La Corte Costituzionale, analizzando il merito della questione, sottolinea che il nuovo sistema di calcolo contributivo delle pensioni previsto dalla L. n. 335/1995 risponde allo scopo di favorire un riequilibrio finanziario e di rimuovere al contempo le disuguaglianze prodotte dal calcolo retributivo. In tale contesto, il vantaggio del coefficiente di trasformazione progredisce parallelamente al progredire dell'età del pensionamento dell'assicurato, proprio perché opera sul montante contributivo individuale. Da tali premesse discende che il coefficiente previsto dal legislatore per le pensioni ai superstiti e parametrato all'età di 57 anni, per il caso in cui l'assicurato muoia prima di avere superato tale soglia e non abbia maturato i requisiti per accedere alla pensione di vecchiaia, si sottrae dunque alle censure di illegittimità costituzionale. La scelta legislativa è stata discrezionalmente assunta dal legislatore che ha ritenuto di applicare ai casi predetti un trattamento previdenziale uniforme, né tantomeno l'evoluzione normativa che ha innalzato l'età pensionabile può determinare l'irragionevolezza della norma.

Non sussiste alcuna irragionevolezza

Sottolinea inoltre la Consulta che “l'intervento prefigurato dal giudice rimettente mira a trasporre nell'ambito della pensione ai superstiti princìpi e presupposti caratteristici della pensione diretta, lungo una direttrice disarmonica rispetto all'odierna disciplina del diritto alla pensione ai superstiti, configurato come diritto autonomo e originario". I due istituti rispondono infatti a logiche peculiari: alla pensione diretta di vecchiaia si applicano coefficienti di trasformazione modulati sulla base della scelta legislativa di innalzare l'età pensionabile, mentre alla pensione ai superstiti non può applicarsi la medesima logica essendo un istituto erogato anche ai congiunti di un assicurato che non abbia conseguito la pensione di vecchiaia e sia morto prima di compiere i cinquantasette anni di età.
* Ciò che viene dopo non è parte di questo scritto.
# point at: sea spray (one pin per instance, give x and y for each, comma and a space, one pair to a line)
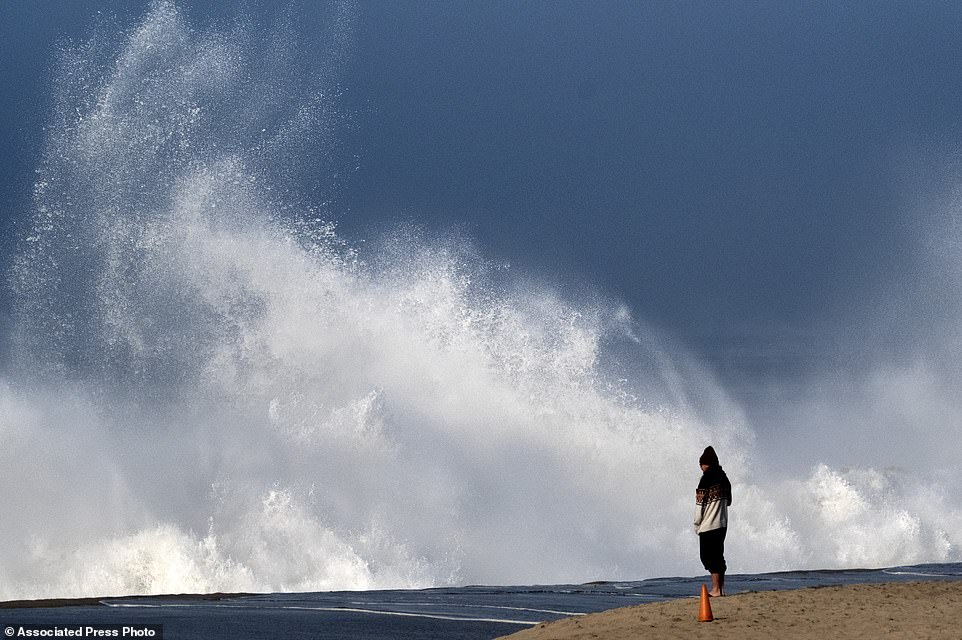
215, 392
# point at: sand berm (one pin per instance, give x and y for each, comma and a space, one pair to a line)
888, 610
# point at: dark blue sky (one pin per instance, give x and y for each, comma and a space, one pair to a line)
744, 175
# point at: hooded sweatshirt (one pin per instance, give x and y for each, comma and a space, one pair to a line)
712, 499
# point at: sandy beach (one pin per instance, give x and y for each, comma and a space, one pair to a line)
896, 610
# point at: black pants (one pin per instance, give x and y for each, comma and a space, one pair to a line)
711, 544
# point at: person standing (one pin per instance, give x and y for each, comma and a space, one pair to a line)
712, 499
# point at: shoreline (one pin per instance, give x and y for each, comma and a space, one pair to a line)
58, 603
926, 609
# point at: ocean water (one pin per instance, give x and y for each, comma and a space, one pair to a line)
213, 390
472, 612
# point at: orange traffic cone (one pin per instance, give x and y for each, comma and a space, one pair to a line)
704, 611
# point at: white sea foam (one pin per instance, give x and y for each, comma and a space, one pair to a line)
215, 392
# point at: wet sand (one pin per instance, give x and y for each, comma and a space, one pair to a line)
856, 612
In conclusione "la soluzione tratteggiata vanificherebbe la logica premiale, che presiede all'attribuzione di un coefficiente di trasformazione più cospicuo a chi rimanga in servizio per un periodo più lungo, anche oltre la data di maturazione del diritto alla pensione di vecchiaia (art. 24, co. 4, D.L. n. 201/2011) e condurrebbe a uniformare indiscriminatamente verso l'alto il trattamento riservato ai superstiti, in tutte le ipotesi in cui l'assicurato muoia prima di avere conseguito il diritto alla pensione diretta”.
La Corte dichiara dunque non fondata la questione di legittimità costituzionale sollevata.